Charles Mingus: Oh Yeah (1961) 1988

Oh Yeah

Track list:

A1 01. Hog Callin’ Blues
A2 02. Devil Woman
A3 03. Wham Bam Thank You Ma’am

B1 04. Ecclusiastics
B2 05. Oh Lord, Don’t Let Them Drop That Atomic Bomb On Me
B3 06. Eat That Chicken
B4 07. Passions of a Man

bonus track (*not on original LP) [1998 Atlantic CD re-issue]
08. Charles Mingus Interviewed by Nesuhi Ertegun [*]

bonus tracks (*not on original LP) [1999 Rhino CD re-issue]
08. ‘Old’ Blues for Walt’s Torin [*– 7:58]
09. Peggy’s Blue Skylight [*– 9:49]
10. Invisible Lady [*– 4:48]


Charles Mingus – piano, vocals
Roland Kirk – flute, siren, tenor sax, manzello, strich
Booker Ervin – tenor sax
Jimmy Knepper – trombone
Doug Watkins – bass
Dannie Richmond – drums

Released: 1962
Label: Atlantic – SD 1377

Recorded: Atlantic Studios, New York, N.Y.; November 6, 1961
Engineer: Tom Dowd, Phil Iehle

Producer: Nesuhi Ertegun

Liner Notes: Nat Hentoff

Cover: Loring Eutemey

On Devil Woman, Roland Kirk takes the first tenor sax solo, and Booker Ervin the second. Booker Ervin is the tenor sax soloist on Wham Bam Thank You Ma’am.
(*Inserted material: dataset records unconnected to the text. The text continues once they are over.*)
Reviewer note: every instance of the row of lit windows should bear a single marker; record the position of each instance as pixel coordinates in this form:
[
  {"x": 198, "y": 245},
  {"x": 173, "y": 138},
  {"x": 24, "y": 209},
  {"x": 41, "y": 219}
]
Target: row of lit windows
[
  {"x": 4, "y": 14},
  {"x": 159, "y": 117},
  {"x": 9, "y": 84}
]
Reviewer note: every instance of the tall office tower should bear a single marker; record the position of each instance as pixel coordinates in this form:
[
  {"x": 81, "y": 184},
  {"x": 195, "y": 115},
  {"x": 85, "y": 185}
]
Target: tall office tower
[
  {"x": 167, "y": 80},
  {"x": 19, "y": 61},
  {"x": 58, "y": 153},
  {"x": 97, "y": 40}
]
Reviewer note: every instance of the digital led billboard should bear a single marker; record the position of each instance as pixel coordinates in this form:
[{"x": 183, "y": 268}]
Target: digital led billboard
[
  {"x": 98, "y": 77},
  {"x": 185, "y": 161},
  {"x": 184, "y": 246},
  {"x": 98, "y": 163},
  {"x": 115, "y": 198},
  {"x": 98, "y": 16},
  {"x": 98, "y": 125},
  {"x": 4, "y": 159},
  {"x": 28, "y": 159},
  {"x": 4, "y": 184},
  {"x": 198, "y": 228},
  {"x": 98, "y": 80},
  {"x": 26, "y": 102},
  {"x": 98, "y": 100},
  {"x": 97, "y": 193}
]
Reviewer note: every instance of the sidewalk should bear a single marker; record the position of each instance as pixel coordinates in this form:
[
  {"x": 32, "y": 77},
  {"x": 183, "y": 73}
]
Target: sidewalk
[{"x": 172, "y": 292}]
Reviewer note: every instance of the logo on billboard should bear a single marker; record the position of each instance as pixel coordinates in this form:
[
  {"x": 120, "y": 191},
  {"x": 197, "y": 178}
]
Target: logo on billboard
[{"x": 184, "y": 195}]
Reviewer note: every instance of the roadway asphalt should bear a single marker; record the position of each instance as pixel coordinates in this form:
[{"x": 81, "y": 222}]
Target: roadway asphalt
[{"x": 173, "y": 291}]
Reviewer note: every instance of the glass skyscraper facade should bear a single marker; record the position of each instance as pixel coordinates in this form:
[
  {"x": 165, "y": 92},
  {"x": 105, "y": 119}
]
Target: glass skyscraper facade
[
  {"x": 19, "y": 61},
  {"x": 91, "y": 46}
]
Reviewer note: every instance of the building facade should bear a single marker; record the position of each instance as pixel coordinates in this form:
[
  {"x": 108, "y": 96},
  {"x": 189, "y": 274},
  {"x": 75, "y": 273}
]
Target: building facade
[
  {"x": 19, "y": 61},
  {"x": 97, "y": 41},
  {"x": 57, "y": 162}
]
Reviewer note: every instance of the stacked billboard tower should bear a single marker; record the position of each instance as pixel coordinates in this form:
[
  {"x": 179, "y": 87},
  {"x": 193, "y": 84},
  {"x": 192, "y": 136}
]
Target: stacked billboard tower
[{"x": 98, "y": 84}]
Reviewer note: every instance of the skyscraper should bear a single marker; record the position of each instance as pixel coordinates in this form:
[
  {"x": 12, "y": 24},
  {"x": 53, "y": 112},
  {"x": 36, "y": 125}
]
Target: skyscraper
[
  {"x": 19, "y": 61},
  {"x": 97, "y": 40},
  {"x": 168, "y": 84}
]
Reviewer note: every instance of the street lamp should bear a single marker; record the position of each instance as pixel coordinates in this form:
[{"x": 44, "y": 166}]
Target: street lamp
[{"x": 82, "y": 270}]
On Hog Callin’ Blues, Eclusiastics, Oh Lord Don’t Let Them Drop That Atomic Bomb On Me, Eat That Chicken, all the sax solos are by Roland Kirk.


NB: The 1988 Atlantic CD re-issue includes only one additional track, a 24-minute excerpt of an interview with Mingus conducted by Nesuhi Ertegün which was discovered in 1987.

The full 77-minute interview appears as a bonus disc on the box set Passions of a Man: the Complete Atlantic Recordings (1956-1961).


After several sessions with Columbia and Candid, Charles Mingus briefly returned to Atlantic and cut the freewheeling Oh Yeah, which has to rank as the wildest of all his classic albums.

Mingus plays no bass whatsoever, hiring Doug Watkins to fill in while he accompanies the group on piano and contributes bluesy vocals to several tracks (while shouting encouragement on nearly all of them).

Mingus had always had a bizarre sense of humor, as expressed in some of his song titles and arranging devices, but Oh Yeah often gets downright warped.

That’s partly because Mingus is freed up to vocalize more often, but it’s also due to the presence of mad genius Roland Kirk.

His chemistry with Mingus is fantastically explosive, which makes sense — both were encyclopedias of jazz tradition, but given over to oddball modernist experimentation.

It’s a shame Kirk only spent three months with the band, because his solo interpretations are such symbiotic reflections of Mingus’ intent as a composer.

Look no further than “Hog Callin’ Blues,” a stomping “Haitian Fight Song” descendant where Kirk honks and roars the blues like a man possessed. Mingus’ vocal selections radiate the same dementia, whether it’s the stream-of-consciousness blues couplets on “Devil Woman,” the dark-humored modern-day spiritual “Oh Lord Don’t Let Them Drop That Atomic Bomb on Me,” or the dadaist stride piano bounce of “Eat That Chicken,” a nod to Fats Waller’s comic novelties.

Elsewhere, “Passions of a Man” sounds almost like musique concrète, while “Wham Bam Thank You Ma’am” nicks some Monk angularity and “Ecclusiastics” adds some testifying shouts and a chorale-like theme to Mingus’ gospel-jazz hybrid.

Oh Yeah is probably the most offbeat Mingus album ever, and that’s what makes it so vital.

[Some re-issues add three bonus tracks from the session, first released on Tonight at Noon.]